- Conservation status: Extinct (1970) (IUCN 3.1)

Scientific classification
- Kingdom: Animalia
- Phylum: Chordata
- Class: Mammalia
- Order: Artiodactyla
- Family: Bovidae
- Subfamily: Antilopinae
- Genus: Gazella
- Species: G. dorcas
- Subspecies: †G. d. saudiya
- Trinomial name: †Gazella dorcas saudiya Carruthers & Schwarz, 1935
- Synonyms: Gazella saudiya

= Saudi gazelle =

Extinct species of gazelle

The Saudi gazelle (Gazella saudiya) is an extinct species of gazelle that was once native to the Arabian Peninsula. It was declared extinct in the wild in 1996, as it was last observed in the wild in 1970. The Saudi gazelle was officially declared extinct on the IUCN Red List in 2008.

==Taxonomy==
Gazella gazella saudiya was the scientific name proposed by Douglas Carruthers and Ernst Schwarz in 1939. They described the skull and head skin of a male gazelle specimen collected at an elevation of 3500 ft near Dhlam in Saudi Arabia. Terence Morrison-Scott recognised it as a distinct species Gazella saudiya in 1939. Colin Groves examined horn shapes and sizes of zoological specimens of gazelles and recognised the Saudi gazelle as a subspecies of the Dorcas gazelle Gazella dorcas saudiya in 1969.

Phylogenetic analysis of museum samples of the Saudi gazelle revealed that it is distinct from and a sister taxon of the Dorcas gazelle.

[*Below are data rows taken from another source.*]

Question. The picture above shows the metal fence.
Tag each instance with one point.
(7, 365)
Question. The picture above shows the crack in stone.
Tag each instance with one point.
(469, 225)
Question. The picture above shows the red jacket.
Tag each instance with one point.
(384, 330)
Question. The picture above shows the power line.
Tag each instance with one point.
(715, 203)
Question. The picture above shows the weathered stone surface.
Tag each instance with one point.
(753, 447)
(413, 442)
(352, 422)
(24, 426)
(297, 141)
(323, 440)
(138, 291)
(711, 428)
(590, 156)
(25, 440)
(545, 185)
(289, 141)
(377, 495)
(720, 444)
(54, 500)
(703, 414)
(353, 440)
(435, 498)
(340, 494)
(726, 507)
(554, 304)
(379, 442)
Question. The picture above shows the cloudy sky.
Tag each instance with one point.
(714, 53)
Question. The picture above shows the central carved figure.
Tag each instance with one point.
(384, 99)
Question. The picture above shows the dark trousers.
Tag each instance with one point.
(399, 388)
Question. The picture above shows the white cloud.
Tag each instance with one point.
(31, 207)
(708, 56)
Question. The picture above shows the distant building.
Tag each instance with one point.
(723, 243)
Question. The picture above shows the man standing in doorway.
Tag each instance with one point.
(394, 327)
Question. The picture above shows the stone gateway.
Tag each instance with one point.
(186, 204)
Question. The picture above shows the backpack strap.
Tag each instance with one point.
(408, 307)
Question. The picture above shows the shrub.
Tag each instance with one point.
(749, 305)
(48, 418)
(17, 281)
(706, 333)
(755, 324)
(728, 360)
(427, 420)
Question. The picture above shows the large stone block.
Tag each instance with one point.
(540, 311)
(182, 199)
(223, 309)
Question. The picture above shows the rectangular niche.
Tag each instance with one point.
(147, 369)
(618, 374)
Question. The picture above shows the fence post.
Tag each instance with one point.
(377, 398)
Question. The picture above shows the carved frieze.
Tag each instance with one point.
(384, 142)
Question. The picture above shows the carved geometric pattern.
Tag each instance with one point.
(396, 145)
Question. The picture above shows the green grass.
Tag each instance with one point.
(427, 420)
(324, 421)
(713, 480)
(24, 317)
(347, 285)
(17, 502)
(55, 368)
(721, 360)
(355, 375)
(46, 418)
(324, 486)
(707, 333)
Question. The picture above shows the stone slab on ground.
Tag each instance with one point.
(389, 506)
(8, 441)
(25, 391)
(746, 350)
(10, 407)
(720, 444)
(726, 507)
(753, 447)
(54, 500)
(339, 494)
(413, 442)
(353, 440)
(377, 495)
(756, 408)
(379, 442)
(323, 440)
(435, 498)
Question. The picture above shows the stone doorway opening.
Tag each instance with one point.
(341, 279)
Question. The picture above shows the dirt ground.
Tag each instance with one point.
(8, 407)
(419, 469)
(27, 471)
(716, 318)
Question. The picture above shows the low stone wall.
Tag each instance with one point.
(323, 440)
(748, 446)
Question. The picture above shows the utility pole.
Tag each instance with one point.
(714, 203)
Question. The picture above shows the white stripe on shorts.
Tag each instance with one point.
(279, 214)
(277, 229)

==Distribution and habitat==
The Saudi gazelle once lived in gravel and sandy plains with acacias of the northern and western Arabian Peninsula from Kuwait to Yemen, with most of the records coming from western Saudi Arabia. It was found singly or in groups up to 20.

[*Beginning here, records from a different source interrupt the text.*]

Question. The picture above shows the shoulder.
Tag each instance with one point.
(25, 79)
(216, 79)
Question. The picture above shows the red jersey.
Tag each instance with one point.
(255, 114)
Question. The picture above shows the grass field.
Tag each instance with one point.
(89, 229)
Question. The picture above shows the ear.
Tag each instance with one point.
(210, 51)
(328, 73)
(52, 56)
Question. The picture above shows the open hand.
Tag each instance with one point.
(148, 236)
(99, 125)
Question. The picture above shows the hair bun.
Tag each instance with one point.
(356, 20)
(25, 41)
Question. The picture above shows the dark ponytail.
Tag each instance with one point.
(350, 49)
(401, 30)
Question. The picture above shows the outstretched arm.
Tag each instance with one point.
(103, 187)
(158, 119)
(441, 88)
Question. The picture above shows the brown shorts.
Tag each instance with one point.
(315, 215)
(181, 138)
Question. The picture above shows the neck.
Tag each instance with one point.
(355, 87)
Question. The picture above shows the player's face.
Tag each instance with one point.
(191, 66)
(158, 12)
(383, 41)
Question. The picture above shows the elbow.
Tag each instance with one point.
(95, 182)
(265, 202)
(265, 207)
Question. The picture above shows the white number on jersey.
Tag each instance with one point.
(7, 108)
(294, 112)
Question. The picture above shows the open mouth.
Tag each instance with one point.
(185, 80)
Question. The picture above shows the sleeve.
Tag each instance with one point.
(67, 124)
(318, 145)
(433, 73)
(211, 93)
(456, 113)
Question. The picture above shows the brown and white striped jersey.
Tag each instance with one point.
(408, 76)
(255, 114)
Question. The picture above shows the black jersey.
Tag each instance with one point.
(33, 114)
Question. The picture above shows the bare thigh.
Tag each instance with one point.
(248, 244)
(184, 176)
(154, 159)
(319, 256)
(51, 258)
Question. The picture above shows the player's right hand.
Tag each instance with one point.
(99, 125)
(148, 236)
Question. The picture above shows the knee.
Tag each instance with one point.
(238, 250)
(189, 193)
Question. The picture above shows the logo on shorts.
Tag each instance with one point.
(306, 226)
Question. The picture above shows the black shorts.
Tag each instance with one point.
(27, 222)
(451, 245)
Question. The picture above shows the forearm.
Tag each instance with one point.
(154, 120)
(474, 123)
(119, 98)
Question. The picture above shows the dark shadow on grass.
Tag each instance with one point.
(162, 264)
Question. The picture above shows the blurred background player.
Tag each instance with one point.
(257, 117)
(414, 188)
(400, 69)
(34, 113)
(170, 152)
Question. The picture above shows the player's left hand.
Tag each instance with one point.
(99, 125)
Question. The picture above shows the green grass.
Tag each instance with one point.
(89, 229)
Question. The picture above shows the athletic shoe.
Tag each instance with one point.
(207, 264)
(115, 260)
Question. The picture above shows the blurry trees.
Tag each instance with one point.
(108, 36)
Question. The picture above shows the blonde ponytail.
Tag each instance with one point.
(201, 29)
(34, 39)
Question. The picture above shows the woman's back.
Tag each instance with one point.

==Decline and extinction==
The species had always been rare and declining due to excessive hunting; it had not been seen for a few decades, and was declared to be extinct in the wild in 1980. Recent genetic analysis of all reported specimens of G.saudiya in captive collections has shown these represent different species or hybrids. Despite frequent surveys attempting to find pure Saudi gazelles in the wild and privately owned, no evidence of surviving individuals has been found. In 2008, the Saudi gazelle was officially declared extinct on the IUCN Red List.